Numerical determination of statistical energy analysis parameters of directly coupled composite plates using a modal-based approach

Abstract

Statistical energy analysis (SEA) parameters such as average modal spacing, coupling loss factor and input power are numerically determined for point connected, directly coupled symmetrically laminated composite plates using a modal-based approach. The approach is an enhancement of classical wave transmission formula. Unlike most of the existing numerical or experimental techniques, the approach uses uncoupled plate modal information and treats substructure by means of averaged modal impedances. The procedure introduced here is verified using analytical definitions of infinite orthotropic plates which physically resemble to laminated plates for (under) specific conditions, and is tested by performing experimental power injection method (PIM) for an actual, right-angled composite structure.

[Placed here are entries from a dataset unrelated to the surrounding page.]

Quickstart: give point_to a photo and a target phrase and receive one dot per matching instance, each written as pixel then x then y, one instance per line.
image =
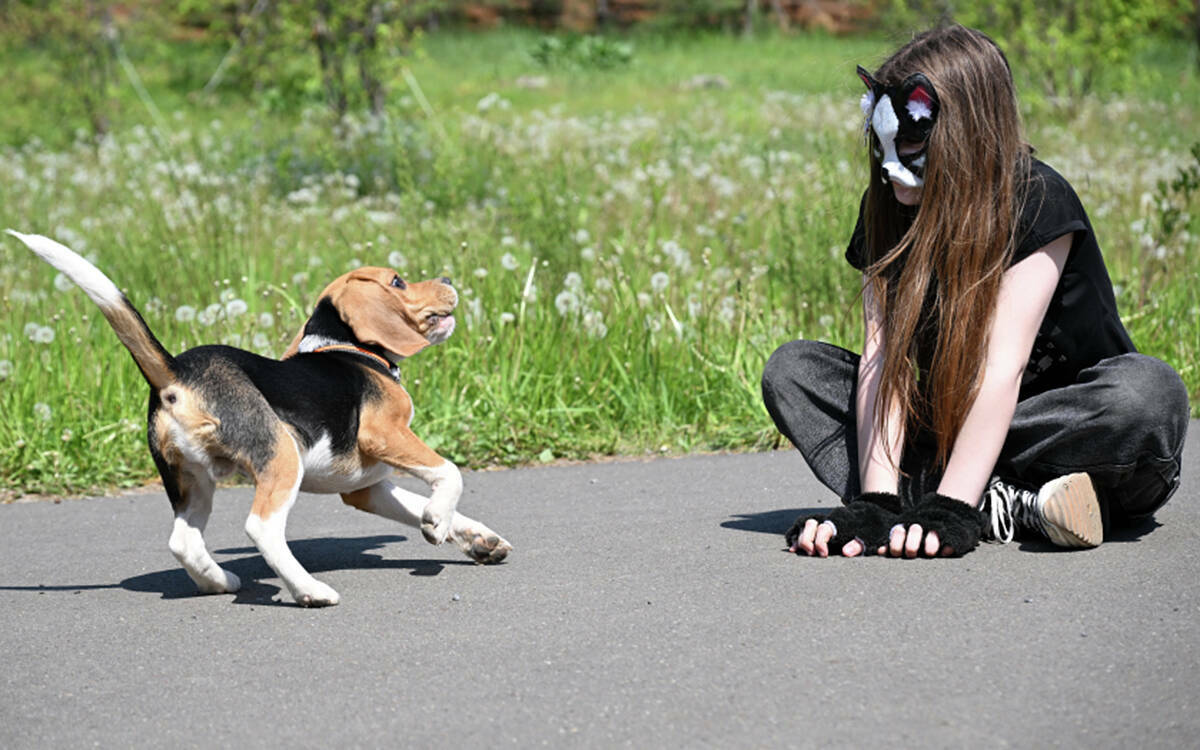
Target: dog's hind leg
pixel 277 483
pixel 385 499
pixel 192 509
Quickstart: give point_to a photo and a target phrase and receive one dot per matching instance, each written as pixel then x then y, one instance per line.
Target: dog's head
pixel 384 310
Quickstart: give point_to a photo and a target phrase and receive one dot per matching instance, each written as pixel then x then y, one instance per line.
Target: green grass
pixel 684 232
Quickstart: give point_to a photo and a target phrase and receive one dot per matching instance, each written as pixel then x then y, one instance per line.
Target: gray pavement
pixel 646 604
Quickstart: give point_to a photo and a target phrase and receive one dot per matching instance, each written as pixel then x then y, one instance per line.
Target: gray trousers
pixel 1123 421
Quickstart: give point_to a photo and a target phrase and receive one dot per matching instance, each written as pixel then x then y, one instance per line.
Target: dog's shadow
pixel 316 555
pixel 772 521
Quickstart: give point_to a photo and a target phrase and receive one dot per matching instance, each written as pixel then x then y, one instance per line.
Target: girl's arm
pixel 876 471
pixel 1025 294
pixel 877 453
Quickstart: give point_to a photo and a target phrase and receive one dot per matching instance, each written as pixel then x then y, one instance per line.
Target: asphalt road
pixel 646 604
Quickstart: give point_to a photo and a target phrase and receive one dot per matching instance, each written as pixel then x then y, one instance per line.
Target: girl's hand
pixel 921 529
pixel 814 539
pixel 849 529
pixel 907 543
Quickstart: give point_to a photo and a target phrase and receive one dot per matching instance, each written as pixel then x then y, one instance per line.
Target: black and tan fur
pixel 330 417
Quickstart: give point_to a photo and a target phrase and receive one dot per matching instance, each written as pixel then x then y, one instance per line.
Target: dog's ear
pixel 363 306
pixel 294 347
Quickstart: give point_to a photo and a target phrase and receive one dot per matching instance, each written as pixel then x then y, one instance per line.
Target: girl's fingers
pixel 931 544
pixel 804 543
pixel 825 533
pixel 912 544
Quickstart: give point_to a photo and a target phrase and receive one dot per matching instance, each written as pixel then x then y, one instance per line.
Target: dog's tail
pixel 156 364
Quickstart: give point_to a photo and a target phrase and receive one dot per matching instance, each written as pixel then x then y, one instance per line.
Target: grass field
pixel 629 245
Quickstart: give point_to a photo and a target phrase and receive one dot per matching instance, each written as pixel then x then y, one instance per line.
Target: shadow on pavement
pixel 316 555
pixel 771 521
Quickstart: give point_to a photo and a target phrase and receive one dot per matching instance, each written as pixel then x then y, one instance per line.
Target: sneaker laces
pixel 1009 508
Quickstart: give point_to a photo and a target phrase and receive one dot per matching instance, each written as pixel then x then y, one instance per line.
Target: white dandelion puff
pixel 567 303
pixel 659 282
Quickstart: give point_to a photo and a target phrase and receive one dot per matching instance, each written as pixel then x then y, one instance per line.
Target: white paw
pixel 435 527
pixel 316 594
pixel 223 582
pixel 484 546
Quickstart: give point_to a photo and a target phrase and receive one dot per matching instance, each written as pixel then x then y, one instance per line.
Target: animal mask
pixel 906 112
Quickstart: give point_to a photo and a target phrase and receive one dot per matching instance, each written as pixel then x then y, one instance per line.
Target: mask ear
pixel 360 304
pixel 867 78
pixel 921 99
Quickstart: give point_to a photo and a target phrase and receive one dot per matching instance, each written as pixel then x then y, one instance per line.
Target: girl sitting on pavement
pixel 997 391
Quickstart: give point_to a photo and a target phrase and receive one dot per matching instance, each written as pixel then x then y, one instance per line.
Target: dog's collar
pixel 349 348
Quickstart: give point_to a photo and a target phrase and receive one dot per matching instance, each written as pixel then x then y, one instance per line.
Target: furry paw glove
pixel 868 517
pixel 958 525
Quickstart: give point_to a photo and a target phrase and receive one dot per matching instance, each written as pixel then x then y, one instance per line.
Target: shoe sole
pixel 1072 511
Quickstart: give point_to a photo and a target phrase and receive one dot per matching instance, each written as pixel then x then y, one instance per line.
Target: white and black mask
pixel 903 113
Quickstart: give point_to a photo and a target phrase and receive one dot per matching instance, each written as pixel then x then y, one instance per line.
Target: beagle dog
pixel 330 417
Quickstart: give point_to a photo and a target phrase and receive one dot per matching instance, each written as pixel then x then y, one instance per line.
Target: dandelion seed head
pixel 659 282
pixel 567 303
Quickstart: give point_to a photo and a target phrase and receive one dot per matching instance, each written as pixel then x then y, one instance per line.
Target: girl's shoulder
pixel 1049 210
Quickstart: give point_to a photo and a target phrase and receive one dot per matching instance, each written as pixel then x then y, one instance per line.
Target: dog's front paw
pixel 435 527
pixel 486 547
pixel 316 594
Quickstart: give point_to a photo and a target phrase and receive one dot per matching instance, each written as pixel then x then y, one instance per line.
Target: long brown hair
pixel 939 280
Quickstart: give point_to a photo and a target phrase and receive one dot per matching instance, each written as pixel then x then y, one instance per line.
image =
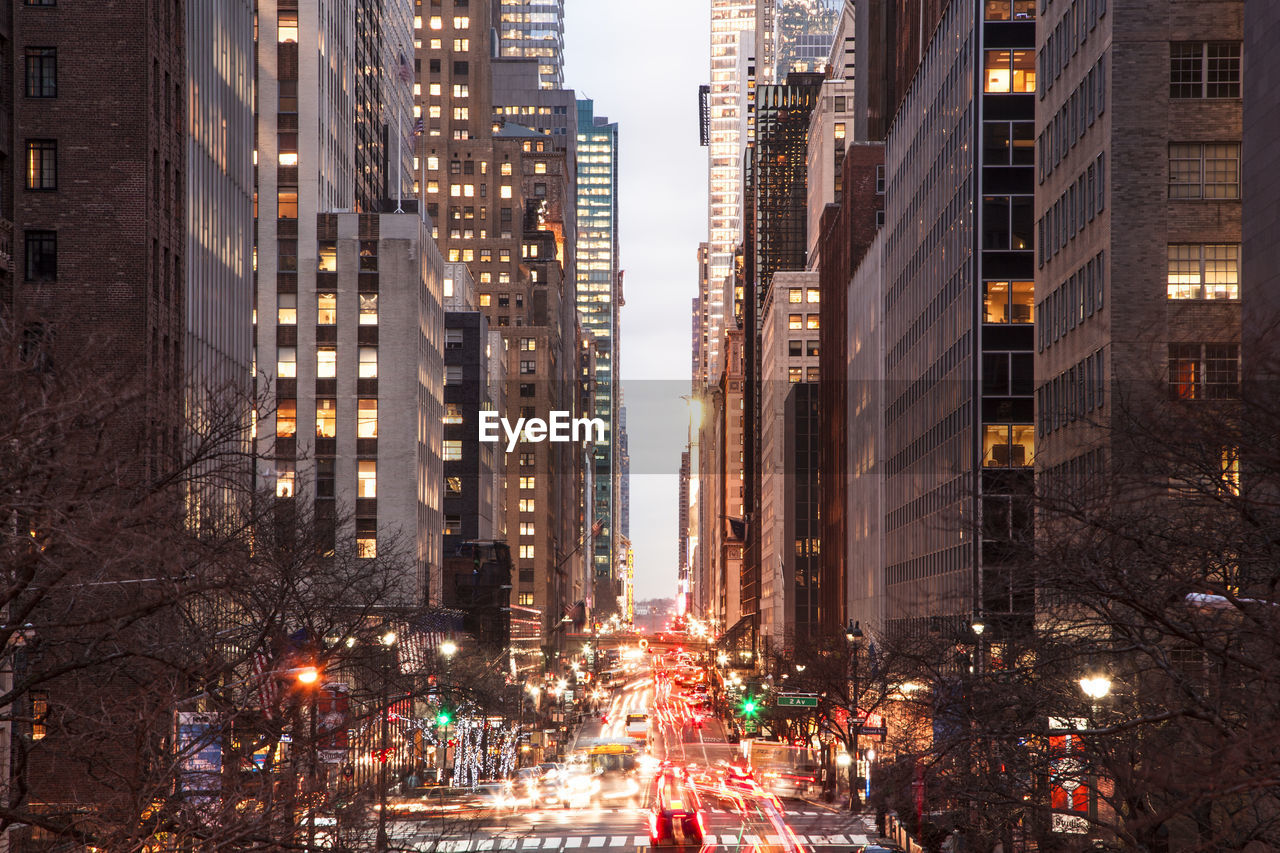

In the development process, force and moment transmissions are individually considered in order to be consistent with analytical formulations. Modal information of composite plates is statistically evaluated by the discrete singular convolution method with random boundary conditions. Proposed methodology not only provides an efficient use of SEA method in high frequency vibration analysis of composite structures, but also enhances SEA accuracy in mid frequency region in which conventional SEA fails. Furthermore, the effect of orientation angles of laminations on SEA parameters are also discussed in mid and high frequency regions.